Weatherly was born in 1868 in Ballarat, Victoria. Her mother was Helen (born Chisholm in Scotland) and her clergyman and politician father was Bolton Stafford Bird. She had some of her education in Tasmania and the rest at the Methodist Ladies College in Kew. After her education was complete she was employed by the college as a teacher until 1895. She taught and continued to teach even after she enrolled in the University of Tasmania. She graduated in 1904 and became Senior Mistress at Queen's College in Ballarat.
In 1907 she left her first headship after only a few months in order that she could marry a Scottish-born widower with five daughters.
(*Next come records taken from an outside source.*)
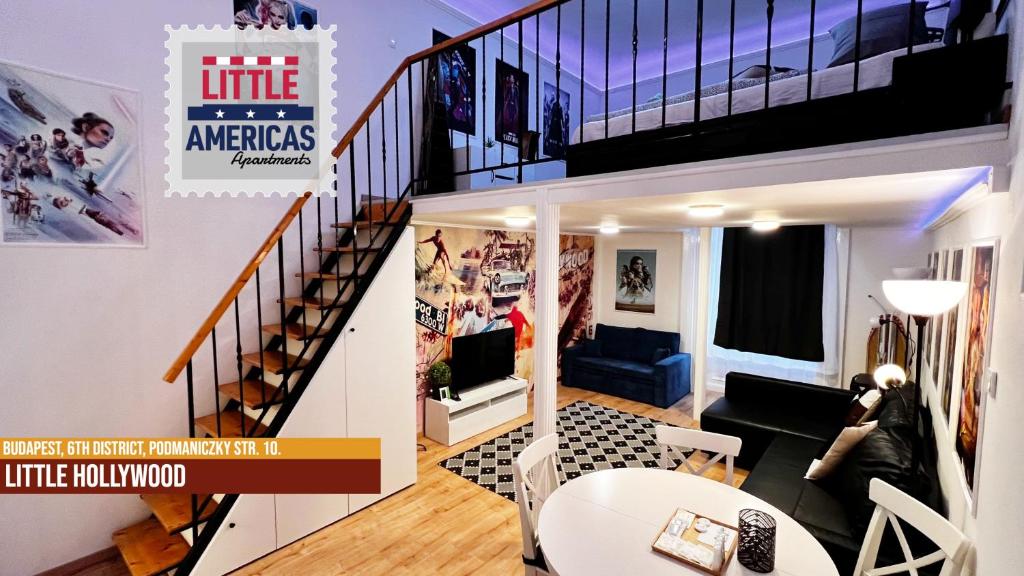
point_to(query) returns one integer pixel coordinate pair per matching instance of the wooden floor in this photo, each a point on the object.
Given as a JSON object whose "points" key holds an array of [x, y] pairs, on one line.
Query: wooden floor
{"points": [[441, 525]]}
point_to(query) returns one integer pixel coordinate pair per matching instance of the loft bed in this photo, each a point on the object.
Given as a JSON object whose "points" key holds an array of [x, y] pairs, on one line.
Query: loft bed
{"points": [[945, 80]]}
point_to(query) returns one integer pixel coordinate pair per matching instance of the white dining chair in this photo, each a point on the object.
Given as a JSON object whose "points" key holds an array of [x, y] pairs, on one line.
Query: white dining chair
{"points": [[892, 506], [536, 475], [675, 440]]}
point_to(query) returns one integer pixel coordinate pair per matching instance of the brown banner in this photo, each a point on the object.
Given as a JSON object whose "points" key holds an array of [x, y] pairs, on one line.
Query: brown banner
{"points": [[258, 476]]}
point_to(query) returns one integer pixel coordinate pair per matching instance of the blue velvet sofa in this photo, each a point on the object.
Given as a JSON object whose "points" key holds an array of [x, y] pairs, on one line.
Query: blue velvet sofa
{"points": [[631, 363]]}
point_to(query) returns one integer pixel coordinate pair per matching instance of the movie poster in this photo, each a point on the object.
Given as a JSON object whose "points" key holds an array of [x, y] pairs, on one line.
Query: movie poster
{"points": [[636, 276], [511, 103], [952, 317], [70, 160], [275, 13], [556, 121], [472, 280], [979, 311], [457, 84]]}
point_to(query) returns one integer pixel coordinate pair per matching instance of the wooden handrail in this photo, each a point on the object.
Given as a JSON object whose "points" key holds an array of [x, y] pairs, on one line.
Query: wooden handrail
{"points": [[211, 321], [378, 99]]}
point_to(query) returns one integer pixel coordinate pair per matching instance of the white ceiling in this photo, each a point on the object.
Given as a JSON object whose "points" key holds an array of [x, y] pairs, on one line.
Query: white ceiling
{"points": [[900, 200]]}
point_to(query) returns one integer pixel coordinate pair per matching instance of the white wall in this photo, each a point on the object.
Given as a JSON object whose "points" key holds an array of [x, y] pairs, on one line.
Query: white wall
{"points": [[87, 333], [668, 277], [873, 252]]}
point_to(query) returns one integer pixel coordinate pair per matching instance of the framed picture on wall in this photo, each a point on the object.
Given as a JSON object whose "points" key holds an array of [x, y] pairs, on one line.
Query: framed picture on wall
{"points": [[511, 103], [71, 170], [950, 377], [980, 305], [556, 121], [457, 84], [636, 277]]}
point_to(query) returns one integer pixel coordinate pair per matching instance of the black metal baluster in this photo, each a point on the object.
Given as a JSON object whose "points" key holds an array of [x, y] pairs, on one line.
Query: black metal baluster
{"points": [[771, 13], [732, 49], [302, 269], [810, 51], [216, 377], [384, 156], [583, 58], [355, 225], [520, 120], [501, 56], [910, 26], [320, 257], [192, 400], [412, 137], [633, 128], [397, 155], [238, 356], [697, 68], [284, 318], [856, 48], [607, 45], [558, 63], [259, 320], [665, 60]]}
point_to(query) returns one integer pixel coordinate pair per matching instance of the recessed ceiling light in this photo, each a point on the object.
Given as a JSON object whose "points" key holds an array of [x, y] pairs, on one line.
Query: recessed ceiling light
{"points": [[706, 210], [765, 225], [516, 221]]}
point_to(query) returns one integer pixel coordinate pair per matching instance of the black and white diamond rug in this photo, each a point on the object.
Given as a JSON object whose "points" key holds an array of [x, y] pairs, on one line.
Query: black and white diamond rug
{"points": [[591, 438]]}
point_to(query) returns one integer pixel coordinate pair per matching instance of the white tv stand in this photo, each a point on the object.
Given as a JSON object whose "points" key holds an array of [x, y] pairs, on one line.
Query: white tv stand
{"points": [[479, 409]]}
She was nearly forty and he was sixty seven years old. They lived at Stawell in Victoria where her new husband was a grazier.
In 1929 a homecraft hostel was opened in a small villa in the Melbourne suburb of Malvern[1] and Weatherly was the first principal. Initially there was just four girls and two of those were not boarding where it was based.[2] In 1933 W. E. McPherson gave his father's Invergowrie House to be used by the hostel.[3] By this time she had a co-principal who was Margaret Kirkhope. They led the hostel together until 1938 when Weatherly retired.
Weatherly died at her home in Malvern, Victoria in 1950. The hostel then had 62 students and 42 of those were boarders.[2] The Invergowrie Homecraft Hostel stayed open until 1973 after 2,000 students had passed through its doors. The hostel was sold and the money became the Invergowrie Foundation.